Parameters estimation of the osteophyte growth process

The drift \(\mu\) and diffusion \(\sigma\) of the Wiener process are estimated as follows. Assume that a total of \(N\) cervical vertebrae with osteophyte growing on them are available. There are \(n_{i}\) measurements of osteophyte growth increment on the \(i^{th}\) cervical vertebra. Let \(\Delta x_{ij} \left( {1 \le i \le N,1 \le j \le n_{i} } \right)\) denote the \(j^{th}\) osteophyte growth increment on the \(i^{th}\) cervical vertebra and \(\Delta t_{ij} \left( {1 \le i \le N,1 \le j \le n_{i} } \right)\) denote the corresponding time interval for osteophyte growth.
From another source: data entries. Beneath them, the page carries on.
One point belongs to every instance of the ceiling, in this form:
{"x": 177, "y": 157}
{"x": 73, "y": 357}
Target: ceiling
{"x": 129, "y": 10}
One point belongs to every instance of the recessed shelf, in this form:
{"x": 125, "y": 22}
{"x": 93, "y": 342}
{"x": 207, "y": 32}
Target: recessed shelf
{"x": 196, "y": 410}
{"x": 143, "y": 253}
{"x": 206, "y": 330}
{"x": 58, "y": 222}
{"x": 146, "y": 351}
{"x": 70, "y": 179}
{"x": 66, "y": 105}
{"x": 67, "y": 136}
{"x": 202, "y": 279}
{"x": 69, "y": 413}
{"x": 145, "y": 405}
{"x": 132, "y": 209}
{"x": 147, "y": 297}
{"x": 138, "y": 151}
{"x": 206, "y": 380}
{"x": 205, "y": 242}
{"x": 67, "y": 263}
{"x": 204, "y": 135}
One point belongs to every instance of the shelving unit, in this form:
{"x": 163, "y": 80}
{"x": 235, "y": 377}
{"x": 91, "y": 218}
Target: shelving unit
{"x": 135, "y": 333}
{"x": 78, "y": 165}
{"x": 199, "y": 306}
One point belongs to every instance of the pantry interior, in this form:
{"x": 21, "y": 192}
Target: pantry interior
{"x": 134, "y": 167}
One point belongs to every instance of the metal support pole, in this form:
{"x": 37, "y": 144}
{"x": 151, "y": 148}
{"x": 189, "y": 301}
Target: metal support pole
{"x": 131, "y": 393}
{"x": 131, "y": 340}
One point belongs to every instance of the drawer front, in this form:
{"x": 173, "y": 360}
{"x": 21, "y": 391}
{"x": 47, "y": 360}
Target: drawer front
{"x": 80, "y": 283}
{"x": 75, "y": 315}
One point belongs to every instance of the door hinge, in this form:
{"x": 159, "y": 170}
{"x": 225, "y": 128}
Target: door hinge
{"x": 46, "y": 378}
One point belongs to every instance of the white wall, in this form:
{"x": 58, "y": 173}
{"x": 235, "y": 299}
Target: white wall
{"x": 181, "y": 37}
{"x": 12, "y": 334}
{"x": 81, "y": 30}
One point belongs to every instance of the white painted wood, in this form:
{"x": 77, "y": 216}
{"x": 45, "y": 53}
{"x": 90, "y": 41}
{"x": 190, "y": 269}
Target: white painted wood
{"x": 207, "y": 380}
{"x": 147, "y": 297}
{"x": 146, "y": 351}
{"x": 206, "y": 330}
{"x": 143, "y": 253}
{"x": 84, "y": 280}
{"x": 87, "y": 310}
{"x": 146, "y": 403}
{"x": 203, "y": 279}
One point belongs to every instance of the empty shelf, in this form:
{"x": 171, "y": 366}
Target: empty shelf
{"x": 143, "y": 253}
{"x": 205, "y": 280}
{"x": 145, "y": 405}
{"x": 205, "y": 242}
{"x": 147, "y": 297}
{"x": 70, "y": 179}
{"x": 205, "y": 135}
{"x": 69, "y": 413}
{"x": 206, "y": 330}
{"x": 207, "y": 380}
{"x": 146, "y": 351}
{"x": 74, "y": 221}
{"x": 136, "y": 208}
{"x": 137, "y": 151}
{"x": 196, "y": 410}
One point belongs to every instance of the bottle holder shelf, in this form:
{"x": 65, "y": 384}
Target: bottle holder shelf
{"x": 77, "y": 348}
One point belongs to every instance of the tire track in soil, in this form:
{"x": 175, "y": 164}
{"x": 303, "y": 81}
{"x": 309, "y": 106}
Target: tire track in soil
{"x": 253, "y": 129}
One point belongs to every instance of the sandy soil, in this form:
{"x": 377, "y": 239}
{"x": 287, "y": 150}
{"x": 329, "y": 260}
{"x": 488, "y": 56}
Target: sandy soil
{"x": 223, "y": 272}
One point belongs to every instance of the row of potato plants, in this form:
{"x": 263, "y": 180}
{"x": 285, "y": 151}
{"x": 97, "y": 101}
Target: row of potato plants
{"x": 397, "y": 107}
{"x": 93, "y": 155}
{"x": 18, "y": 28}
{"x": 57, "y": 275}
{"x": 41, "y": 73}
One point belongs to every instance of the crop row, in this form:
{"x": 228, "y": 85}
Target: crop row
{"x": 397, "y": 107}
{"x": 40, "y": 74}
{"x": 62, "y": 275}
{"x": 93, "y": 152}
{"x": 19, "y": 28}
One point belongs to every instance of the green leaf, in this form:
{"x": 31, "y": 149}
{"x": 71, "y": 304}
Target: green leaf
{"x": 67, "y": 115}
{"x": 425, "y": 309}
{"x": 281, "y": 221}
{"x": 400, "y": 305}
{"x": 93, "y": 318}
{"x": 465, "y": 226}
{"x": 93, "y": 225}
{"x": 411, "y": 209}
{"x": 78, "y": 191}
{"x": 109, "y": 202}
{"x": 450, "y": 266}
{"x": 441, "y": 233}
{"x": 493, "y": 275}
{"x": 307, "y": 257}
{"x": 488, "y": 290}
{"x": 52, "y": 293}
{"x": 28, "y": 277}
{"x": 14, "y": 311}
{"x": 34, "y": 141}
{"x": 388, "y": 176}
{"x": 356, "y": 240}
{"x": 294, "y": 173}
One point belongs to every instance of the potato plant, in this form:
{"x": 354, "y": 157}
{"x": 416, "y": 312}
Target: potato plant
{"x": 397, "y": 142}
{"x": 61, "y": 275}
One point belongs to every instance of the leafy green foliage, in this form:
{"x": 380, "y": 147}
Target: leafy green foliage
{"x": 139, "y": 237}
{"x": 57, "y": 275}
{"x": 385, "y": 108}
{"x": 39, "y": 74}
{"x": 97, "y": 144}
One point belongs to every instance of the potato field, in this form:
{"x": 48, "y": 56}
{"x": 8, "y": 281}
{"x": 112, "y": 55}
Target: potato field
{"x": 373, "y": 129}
Note that in reality, although periodic follow-up visits are suggested for patients with osteophyte growth on their cervical vertebrae, the follow-up visits are usually aperiodic. Accordingly, the obtained osteophyte growth observations are also aperiodic, as illustrated in Fig. 8. The corresponding maximum likelihood estimators are obtained as follows.

The likelihood function of \(\mu\) and \(\sigma\) is:

$$L\left( {\mu ,\sigma |\Delta {\mathbf{x}},\Delta {\mathbf{t}}} \right) = \prod\limits_{i = 1}^{N} {\prod\limits_{j = 1}^{{n_{i} }} {\frac{1}{{\sigma \sqrt {\Delta t_{ij} } \sqrt {2\pi } }}\exp\left\{{{ - \frac{{\left[ {\Delta x_{ij} - \mu \Delta t_{ij} } \right]^{2} }}{{2\sigma^{2} \Delta t_{ij} }}}}\right\} } }$$
(7)

where \(\Delta {\mathbf{x}}\) and \(\Delta {\mathbf{t}}\) are the vectors of the degeneration increments and time increments. The MLE estimators \(\left\{ {\hat{\mu },\hat{\sigma }} \right\}\) are obtained by maximizing the log-likelihood function using the maxLik package in R.
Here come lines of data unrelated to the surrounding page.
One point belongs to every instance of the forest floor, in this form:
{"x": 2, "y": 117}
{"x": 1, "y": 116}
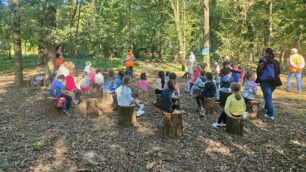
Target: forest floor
{"x": 33, "y": 141}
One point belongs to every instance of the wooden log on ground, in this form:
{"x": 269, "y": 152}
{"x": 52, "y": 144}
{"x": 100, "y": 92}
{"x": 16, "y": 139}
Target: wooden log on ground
{"x": 50, "y": 107}
{"x": 127, "y": 116}
{"x": 92, "y": 109}
{"x": 223, "y": 97}
{"x": 173, "y": 125}
{"x": 252, "y": 109}
{"x": 210, "y": 105}
{"x": 234, "y": 125}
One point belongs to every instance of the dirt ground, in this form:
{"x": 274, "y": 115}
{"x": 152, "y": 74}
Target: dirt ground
{"x": 33, "y": 141}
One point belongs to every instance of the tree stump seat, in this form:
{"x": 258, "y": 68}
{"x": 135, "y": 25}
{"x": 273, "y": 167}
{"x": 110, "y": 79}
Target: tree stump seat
{"x": 252, "y": 108}
{"x": 127, "y": 116}
{"x": 210, "y": 105}
{"x": 173, "y": 125}
{"x": 234, "y": 125}
{"x": 223, "y": 98}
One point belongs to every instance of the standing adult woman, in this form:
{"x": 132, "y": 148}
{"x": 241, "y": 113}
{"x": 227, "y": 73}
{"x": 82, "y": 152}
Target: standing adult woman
{"x": 268, "y": 71}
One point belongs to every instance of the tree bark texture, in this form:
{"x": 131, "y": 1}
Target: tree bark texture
{"x": 17, "y": 44}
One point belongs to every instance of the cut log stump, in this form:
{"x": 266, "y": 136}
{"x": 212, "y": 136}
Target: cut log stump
{"x": 50, "y": 107}
{"x": 223, "y": 97}
{"x": 127, "y": 116}
{"x": 234, "y": 125}
{"x": 173, "y": 125}
{"x": 252, "y": 109}
{"x": 210, "y": 105}
{"x": 92, "y": 108}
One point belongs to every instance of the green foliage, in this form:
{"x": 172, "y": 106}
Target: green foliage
{"x": 94, "y": 28}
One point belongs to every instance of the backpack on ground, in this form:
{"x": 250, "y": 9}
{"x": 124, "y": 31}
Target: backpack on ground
{"x": 268, "y": 72}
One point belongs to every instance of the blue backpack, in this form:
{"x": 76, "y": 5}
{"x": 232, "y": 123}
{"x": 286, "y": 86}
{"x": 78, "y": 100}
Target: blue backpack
{"x": 268, "y": 72}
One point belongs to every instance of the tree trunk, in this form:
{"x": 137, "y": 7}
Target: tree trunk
{"x": 17, "y": 44}
{"x": 77, "y": 29}
{"x": 180, "y": 31}
{"x": 269, "y": 25}
{"x": 206, "y": 58}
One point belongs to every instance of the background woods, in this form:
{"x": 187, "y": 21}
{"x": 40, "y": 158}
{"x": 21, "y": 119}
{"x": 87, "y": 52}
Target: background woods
{"x": 156, "y": 29}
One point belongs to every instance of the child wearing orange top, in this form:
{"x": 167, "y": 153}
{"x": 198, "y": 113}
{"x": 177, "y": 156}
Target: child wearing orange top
{"x": 143, "y": 85}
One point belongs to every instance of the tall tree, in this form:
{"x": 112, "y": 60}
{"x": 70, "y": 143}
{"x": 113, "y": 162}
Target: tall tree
{"x": 269, "y": 23}
{"x": 17, "y": 43}
{"x": 206, "y": 31}
{"x": 178, "y": 17}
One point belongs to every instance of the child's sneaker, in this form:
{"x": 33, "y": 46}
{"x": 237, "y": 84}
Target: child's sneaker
{"x": 67, "y": 112}
{"x": 269, "y": 117}
{"x": 202, "y": 112}
{"x": 245, "y": 115}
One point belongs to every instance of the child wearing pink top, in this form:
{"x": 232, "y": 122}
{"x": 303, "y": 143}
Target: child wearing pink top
{"x": 91, "y": 76}
{"x": 70, "y": 86}
{"x": 143, "y": 85}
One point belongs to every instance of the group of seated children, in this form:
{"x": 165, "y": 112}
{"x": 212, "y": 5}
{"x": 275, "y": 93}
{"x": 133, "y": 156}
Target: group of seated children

For the actual radiographic image datasets, all vertebrae samples with osteophytes developed are used for parameters estimation of the Wiener process. We censor the osteophyte growth data at time \(t = 4\) for cervical vertebrae and \(t = 6\) for lumbar vertebrae and use the data before the censor time for parameters estimation using MLE.

Ethical approval and consent to participate

This study was approved by the Institutional Review Board of West China Hospital. Written informed consent was obtained from all individual participants included in this study. We confirm that all methods were performed in accordance with the relevant guidelines and regulations.